Abstracts
SEARCH Open Science Meeting
October 27, 2003
Seattle, Washington, USA
Late Holocene Environmental Change in SW Greenland and the Fate of the Norse
Naja Mikkelsen1, Antoon Kuijpers2
1Department of Paleoclimate and Glaciology, Geological Survey of Denmark and Greenland (GEUS), Thoravej 8, Copenhagen, DK 1350, Denmark, Phone +45-3814-2000, Fax +45-3814-2050, nm@geus.dk
2Geological Survey of Denmark and Greenland, Thoravej 8, Copenhagen NV, DK 1350, Denmark, Phone +45-3814-2367, Fax +45-3814-2050, aku@geus.dk
Icelandic Sagas report that settlers from Iceland founded a Norse colony in South Greenland around AD 985. When the Norse arrived in Greenland they quickly established themselves as farmers in the deep and lush fjords of southwest Greenland and in a colony 500 km further to the north. The Norse colonists brought with them the social and religious culture and structure of Western Europe, and only slowly adapted a few surviving strategies from the Inuit way of living. The Norse arrived in Greenland close to the peak of the Medieval warming period. This climatic condition made it possible for the Norse to sustain a farming culture, where the live stock that was grazing in mountain pastures during the summer season while grass was harvested at the lower altitude around the farms for winter fodder. The Norse, however, lived their European way of life under harsh and marginal sub arctic conditions and thus at the edge of sustainability - and almost 500 years after their arrival they had vanished from Greenland by the end of the fourteenth century.

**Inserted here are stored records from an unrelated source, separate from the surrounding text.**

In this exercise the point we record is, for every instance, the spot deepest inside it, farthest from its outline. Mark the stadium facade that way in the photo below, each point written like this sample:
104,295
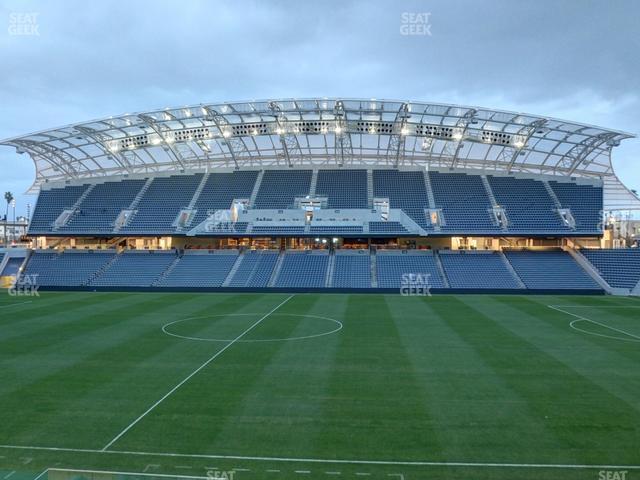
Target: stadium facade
326,194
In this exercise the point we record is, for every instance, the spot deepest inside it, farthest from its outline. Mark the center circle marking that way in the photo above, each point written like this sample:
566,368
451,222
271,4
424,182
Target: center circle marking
337,327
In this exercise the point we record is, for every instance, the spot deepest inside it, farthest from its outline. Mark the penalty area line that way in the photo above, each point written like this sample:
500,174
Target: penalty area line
407,463
188,377
15,304
558,309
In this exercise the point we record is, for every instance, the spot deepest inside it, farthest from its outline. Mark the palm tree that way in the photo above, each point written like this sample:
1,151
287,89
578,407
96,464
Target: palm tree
8,196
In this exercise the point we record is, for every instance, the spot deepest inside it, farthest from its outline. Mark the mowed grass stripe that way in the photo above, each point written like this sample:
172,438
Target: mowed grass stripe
476,413
63,418
66,337
610,364
373,407
191,417
282,411
574,408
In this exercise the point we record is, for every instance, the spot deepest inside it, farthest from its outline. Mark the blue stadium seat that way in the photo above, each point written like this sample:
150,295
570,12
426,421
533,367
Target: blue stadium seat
585,203
465,205
528,206
70,268
12,266
387,228
352,270
200,270
305,269
51,203
477,270
101,207
255,269
405,190
392,267
344,188
279,188
135,269
619,267
220,190
162,203
550,270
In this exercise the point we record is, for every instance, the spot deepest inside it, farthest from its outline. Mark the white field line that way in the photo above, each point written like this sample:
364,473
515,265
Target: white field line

The northern Norse settlement was depopulated around AD 1350 according to Icelandic annals, where as the Norse community in south Greenland survived another hundred years. The last historical document about the Norse in Greenland is an Icelandic account of a wedding taking place AD 1408. What subsequently happened to this northernmost outpost of western Christianity has not been recorded by any written sources.
The Medieval Warm Period where he Norse arrived in Greenland was followed by a climatic deterioration in south Greenland around AD 1400 that culminated in the Little Ice age. The impact on the Norse of theses natural climate changes has been considerable. Medieval Icelandic documents report on expanding sea ice off southeast Greenland just after the Norse colonisation that hampered the important shipping trade with Iceland and Europe. The climatic deterioration resulted in a disastrous shortening of the summer season and an intensification of the wind stress over southern Greenland which enhanced soil erosion. Also a relatively fast subsidence (3m/1000 years) of this part of Greenland lead to flooding of the lowlands that were important for the Norse farming culture. Climatic and hydrographic changes in the Norse settlement area were therefore significant during the period when the Norse vanished from Greenland and may have contributed to the loss of the Norse culture.